Anyone on antihypertensive medications should carefully read the labels of any over-the-counter (OTC) drugs they may also take, such as decongestants. These OTC drugs may interact with the medications they are taking to lower their blood pressure.
People can prevent high blood pressure by following a heart-healthy diet.
Reducing salt intake
People’s average salt intake is between 9 grams (g) and 12 g per day in most countries around the world.
The World Health Organization (WHO) recommend reducing intake to under 5 gTrusted Source a day to help decrease the risk of hypertension and related health problems.
Lowering salt intake can benefit people both with and without hypertension.
Moderating alcohol consumption
Moderate to excessive alcohol consumption can increase blood pressure.
The American Heart Association (AHA) recommend a maximum of two alcoholic drinks a day for men, and one for women.
The following would count as one drink:
- a 12-ounce (oz) bottle of beer
- 4 oz of wine
- 1.5 oz of 80-proof spirits
- 1 oz of 100-proof spirits
A healthcare provider can help people reduce consumption if they find it difficult to moderate their alcohol intake.
Eating more fruit and vegetables and less fat
People who have high blood pressure or people at high risk of developing high blood pressure should eat as little saturated and total fat as possible.
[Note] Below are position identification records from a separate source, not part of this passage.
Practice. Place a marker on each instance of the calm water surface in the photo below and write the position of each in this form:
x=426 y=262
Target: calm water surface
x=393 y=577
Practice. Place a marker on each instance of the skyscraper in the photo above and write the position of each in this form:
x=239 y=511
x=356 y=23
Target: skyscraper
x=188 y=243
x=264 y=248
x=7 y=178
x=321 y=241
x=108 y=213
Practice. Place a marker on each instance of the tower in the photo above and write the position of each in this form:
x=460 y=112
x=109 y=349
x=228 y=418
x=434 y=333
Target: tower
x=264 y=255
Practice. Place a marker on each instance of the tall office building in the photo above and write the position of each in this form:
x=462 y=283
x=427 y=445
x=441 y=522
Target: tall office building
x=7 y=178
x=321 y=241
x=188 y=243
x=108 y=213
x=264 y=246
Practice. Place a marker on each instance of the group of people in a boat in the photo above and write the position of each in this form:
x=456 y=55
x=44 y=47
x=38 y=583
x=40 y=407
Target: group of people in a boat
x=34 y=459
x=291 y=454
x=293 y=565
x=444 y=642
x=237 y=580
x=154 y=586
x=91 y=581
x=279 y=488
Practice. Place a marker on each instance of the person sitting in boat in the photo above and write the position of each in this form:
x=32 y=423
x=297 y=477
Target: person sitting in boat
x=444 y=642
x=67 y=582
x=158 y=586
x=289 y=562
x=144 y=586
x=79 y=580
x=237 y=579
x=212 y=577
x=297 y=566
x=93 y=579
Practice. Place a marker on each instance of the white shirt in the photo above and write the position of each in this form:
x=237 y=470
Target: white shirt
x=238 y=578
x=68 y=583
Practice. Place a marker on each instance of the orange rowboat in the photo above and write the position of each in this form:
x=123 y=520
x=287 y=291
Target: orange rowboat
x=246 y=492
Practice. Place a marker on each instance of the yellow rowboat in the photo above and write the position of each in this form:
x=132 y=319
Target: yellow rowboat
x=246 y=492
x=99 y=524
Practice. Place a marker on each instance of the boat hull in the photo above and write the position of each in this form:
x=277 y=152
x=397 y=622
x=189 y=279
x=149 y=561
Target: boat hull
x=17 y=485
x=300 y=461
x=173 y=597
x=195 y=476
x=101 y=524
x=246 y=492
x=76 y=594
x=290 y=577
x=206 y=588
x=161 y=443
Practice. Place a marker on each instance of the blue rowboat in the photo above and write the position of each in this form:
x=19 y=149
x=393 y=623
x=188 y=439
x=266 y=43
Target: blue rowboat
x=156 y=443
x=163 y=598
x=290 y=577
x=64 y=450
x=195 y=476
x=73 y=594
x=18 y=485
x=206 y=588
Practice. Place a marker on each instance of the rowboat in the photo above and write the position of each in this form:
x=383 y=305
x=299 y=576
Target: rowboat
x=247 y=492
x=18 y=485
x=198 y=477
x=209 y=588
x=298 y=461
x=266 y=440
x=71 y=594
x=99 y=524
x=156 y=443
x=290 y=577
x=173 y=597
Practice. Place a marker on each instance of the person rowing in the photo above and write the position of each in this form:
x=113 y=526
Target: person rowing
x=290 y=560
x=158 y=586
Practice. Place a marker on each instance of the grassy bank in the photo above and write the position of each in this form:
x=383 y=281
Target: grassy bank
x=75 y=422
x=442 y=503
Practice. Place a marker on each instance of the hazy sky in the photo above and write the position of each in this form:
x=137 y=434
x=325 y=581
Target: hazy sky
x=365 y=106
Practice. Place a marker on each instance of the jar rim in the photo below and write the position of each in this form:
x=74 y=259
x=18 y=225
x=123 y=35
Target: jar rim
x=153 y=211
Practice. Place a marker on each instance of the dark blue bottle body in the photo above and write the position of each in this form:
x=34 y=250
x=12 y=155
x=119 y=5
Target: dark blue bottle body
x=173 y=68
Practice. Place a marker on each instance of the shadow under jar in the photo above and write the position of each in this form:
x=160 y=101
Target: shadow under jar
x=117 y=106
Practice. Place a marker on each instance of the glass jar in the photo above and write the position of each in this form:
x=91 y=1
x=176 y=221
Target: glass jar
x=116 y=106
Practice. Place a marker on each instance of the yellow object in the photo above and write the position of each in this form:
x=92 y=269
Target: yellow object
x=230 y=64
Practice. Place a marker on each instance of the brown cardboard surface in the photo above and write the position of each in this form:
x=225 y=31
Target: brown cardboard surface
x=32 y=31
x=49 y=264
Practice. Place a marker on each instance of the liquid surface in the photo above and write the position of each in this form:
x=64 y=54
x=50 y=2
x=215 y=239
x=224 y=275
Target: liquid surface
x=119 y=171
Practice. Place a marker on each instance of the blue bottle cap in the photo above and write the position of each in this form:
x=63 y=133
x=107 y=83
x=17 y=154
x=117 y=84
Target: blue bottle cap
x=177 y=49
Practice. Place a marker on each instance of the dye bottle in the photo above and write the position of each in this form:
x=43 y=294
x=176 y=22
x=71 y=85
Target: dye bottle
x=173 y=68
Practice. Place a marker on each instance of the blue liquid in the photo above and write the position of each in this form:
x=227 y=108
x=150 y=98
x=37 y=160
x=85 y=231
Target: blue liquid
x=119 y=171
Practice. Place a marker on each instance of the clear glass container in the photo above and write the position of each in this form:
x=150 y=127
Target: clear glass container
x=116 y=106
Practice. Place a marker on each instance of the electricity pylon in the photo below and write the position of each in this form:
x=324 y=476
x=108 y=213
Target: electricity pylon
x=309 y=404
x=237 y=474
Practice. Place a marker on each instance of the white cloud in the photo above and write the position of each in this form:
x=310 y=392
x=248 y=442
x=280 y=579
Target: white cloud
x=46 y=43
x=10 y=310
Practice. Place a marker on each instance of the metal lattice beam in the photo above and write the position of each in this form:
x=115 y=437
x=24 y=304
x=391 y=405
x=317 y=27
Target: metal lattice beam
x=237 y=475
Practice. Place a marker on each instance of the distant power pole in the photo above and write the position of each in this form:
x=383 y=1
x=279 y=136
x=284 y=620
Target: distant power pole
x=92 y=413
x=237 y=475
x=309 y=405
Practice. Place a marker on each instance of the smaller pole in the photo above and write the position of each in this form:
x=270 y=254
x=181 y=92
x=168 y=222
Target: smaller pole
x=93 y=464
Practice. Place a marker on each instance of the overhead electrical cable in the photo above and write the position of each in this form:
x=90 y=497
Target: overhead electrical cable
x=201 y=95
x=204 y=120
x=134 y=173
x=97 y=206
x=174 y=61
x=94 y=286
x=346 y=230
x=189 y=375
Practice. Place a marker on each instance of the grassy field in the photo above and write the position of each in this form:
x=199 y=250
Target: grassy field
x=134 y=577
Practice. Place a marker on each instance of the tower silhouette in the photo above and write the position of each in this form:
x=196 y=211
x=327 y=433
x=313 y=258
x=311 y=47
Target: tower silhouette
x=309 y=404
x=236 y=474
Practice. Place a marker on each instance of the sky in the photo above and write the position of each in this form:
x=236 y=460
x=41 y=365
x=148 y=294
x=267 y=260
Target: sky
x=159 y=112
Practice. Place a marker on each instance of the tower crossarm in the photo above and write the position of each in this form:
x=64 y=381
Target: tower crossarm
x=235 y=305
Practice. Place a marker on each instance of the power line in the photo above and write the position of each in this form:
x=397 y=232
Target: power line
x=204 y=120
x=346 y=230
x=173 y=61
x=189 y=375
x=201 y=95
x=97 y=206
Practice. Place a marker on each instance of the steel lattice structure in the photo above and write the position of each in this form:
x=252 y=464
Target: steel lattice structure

Instead, experts recommend:
- whole grain, high fiber foods
- a variety of fruit and vegetables
- beans, pulses, and nuts
- fish rich in omega-3 twice a week
- nontropical vegetable oils, for example, olive oil
- skinless poultry and fish
- low fat dairy products
It is important to avoid trans fats, hydrogenated vegetable oils, and animal fats, as well as large portion sizes.
Some fats, such as those in oily fish and olive oil, have protective effects on the heart. However, these are still fats. While they are typically healthful, people with a risk of hypertension should still include them in their total fat intake.
Managing body weight
Excess body weight can contribute to hypertension. A fall in blood pressure usually follows weight loss, as the heart does not have to work so hard to pump blood around the body.
A balanced diet with a calorie intake that matches the individual’s size, sex, and activity level will help.
The DASH diet
The U.S. National Heart, Lung, and Blood Institute (NHLBI) recommend the DASH dietTrusted Source for people with high blood pressure. DASH stands for “Dietary Approaches to Stop Hypertension.”
DASH is a flexible and balanced eating plan with a firm grounding in research by the NHLBI who advise that the diet:
- lowers high blood pressure
- improves levels of fats in the bloodstream
- reduces the risk of cardiovascular disease
The NHLBI produce a cookbook called Keep the Beat Recipes that provides meal ideas to help reduce blood pressure.